Re: Name resolution in StaticHostProvider

2018-05-08 Thread Andor Molnar
Hi,

Updating this thread, because the PR is still being review on GitHub.

So, the reason why I refactored the original behaviour of
StaticHostProvider is that I believe that it's trying to do something which
is not its responsibility. Please tell me if there's a good historical
reason for that.

My approach is giving the user the following to options:
1- Use static IP addresses, if you don't want to deal with DNS resolution
at all - we guarantee that no DNS logic will involved in this case at all.
2- Use DNS hostnames if you have a reliable DNS service for resolution
(with HA, secondary servers, backups, etc.) - we must use DNS in the right
way in this case e.g. do NOT cache IP address for a longer period that DNS
server allows to and re-resolve after TTL expries, because it's mandatory
by protocol.

My 2 cents here:
- the fix which was originally posted for re-resolution is a workaround and
doesn't satisfy the requirement for #2,
- the solution is already built-in in JDK and DNS clients in the right way
- can't see a reason why we shouldn't use that

I checked this in some other projects as well and found very similar
approach in hadoop-common's SecurityUtil.java. It has 2 built-in plugins
for that:
- Standard resolver uses java's built-in getByName().
- Qualified resolver still uses getByName(), but adds some logic to avoid
incorrect re-resolutions and reverse IP lookups.

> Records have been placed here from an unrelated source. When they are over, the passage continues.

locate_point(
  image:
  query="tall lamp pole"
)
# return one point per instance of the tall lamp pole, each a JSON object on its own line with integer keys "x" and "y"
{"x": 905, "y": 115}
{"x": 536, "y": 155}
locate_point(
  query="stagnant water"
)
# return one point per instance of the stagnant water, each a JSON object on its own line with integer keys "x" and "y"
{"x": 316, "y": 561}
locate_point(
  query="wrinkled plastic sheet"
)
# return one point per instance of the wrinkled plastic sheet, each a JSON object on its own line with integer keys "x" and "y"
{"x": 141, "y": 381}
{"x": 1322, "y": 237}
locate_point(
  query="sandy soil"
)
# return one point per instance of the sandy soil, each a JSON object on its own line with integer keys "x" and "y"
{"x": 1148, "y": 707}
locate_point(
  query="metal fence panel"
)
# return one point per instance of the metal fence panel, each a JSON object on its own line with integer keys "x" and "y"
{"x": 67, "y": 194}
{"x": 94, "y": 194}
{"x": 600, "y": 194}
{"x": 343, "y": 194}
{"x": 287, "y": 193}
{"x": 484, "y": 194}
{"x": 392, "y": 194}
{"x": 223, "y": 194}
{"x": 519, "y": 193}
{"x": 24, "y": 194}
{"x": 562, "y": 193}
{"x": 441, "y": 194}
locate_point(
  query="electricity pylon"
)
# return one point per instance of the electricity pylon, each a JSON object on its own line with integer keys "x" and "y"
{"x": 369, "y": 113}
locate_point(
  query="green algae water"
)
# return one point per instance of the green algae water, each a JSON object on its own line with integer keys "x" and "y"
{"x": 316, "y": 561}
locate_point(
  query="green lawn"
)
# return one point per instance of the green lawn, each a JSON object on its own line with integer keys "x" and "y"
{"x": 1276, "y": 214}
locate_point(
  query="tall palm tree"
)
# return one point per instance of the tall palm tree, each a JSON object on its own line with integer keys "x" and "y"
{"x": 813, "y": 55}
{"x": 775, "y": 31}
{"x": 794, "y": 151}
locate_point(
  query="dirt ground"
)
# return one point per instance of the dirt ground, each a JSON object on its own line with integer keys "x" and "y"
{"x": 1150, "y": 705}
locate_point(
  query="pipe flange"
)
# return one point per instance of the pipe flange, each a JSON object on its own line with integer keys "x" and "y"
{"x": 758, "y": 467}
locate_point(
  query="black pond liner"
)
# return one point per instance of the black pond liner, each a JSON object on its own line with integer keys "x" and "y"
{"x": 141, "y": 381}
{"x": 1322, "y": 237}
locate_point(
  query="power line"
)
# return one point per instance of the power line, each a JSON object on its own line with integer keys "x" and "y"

Please let me know your thoughts.

Regards,
Andor






On Tue, Mar 6, 2018 at 8:12 AM, Andor Molnar  wrote:

> Hi Abe,
>
> Unfortunately we haven't got any feedback yet. What do you think of
> implementing Option #3?
>
> Regards,
> Andor
>
>
> On Thu, Feb 22, 2018 at 6:06 PM, Andor Molnar  wrote:
>
>> Did anybody happen to take a quick look by any chance?
>>
>> I don't want to push this too hard, because I know it's a time consuming
>> topic to think about, but this is a blocker in 3.5 which has been hanging
>> around for a while and any feedback would be extremely helpful to close it
>> quickly.
>>
>> Thanks,
>> Andor
>>
>>
>>
>> On Mon, Feb 19, 2018 at 12:18 PM, Andor Molnar 
>> wrote:
>>
>>> Hi all,
>>>
>>> We need more eyes and brains on the following PR:
>>>
>>> https://github.com/apache/zookeeper/pull/451
>>>
>>> I added a comment few days ago about the way we currently do DNS name
>>> resolution in this class and a suggestion on how we could simplify things a
>>> little bit. We talked about it with Abe Fine, but we're a little bit unsure
>>> and cannot get a conclusion. It would be extremely handy to get more
>>> feedback from you.
>>>
>>> To add some colour to it, let me elaborate on the situation here:
>>>
>>> In general, the task that StaticHostProvider does is to get a list of
>>> potentially unresolved InetSocketAddress objects, resolve them and iterate
>>> over the resolved objects by calling next() method.
>>>
>>> *Option #1 (current logic)*
>>> - Resolve addresses with getAllByName() which returns a list of IP
>>> addresses associated with the address.
>>> - Cache all these IP's, shuffle them and iterate over.
>>> - If client is unable to connect to an IP, remove all IPs from the list
>>> which the original servername was resolved to and re-resolve it.
>>>
>>> *Option #2 (getByName())*
>>> - Resolve address with getByName() instead which returns only the first
>>> IP address of the name,
>>> - Do not cache IPs,
>>> - Shuffle the *names* and resolve with getByName() *every time* when
>>> next() is called,
>>> - JDK's built-in caching will prevent name servers from being flooded
>>> and will do the re-resolution automatically when cache expires,
>>> - Names with multiple IPs will be handled by DNS servers which (if
>>> configured properly) return IPs in different order - this is called DNS
>>> Round Robin -, so getByName() will return different IP on each call.
>>>
>>> *Options #3*
>>> - There's a small problem with option#2: if DNS server is not configured
>>> properly and handles the round-robin case in a way that it always return
>>> the IP list in the same order, getByName() will never return the next ip,
>>> - In order to overcome that, use getAllByName() instead, shuffle the
>>> list and return the first IP.
>>>
>>> All feedback if much appreciated.
>>>
>>> Thanks,
>>> Andor
>>>
>>>
>>>
>>>
>>
>


[GitHub] zookeeper pull request #451: ZOOKEEPER-2184: Zookeeper Client should re-reso...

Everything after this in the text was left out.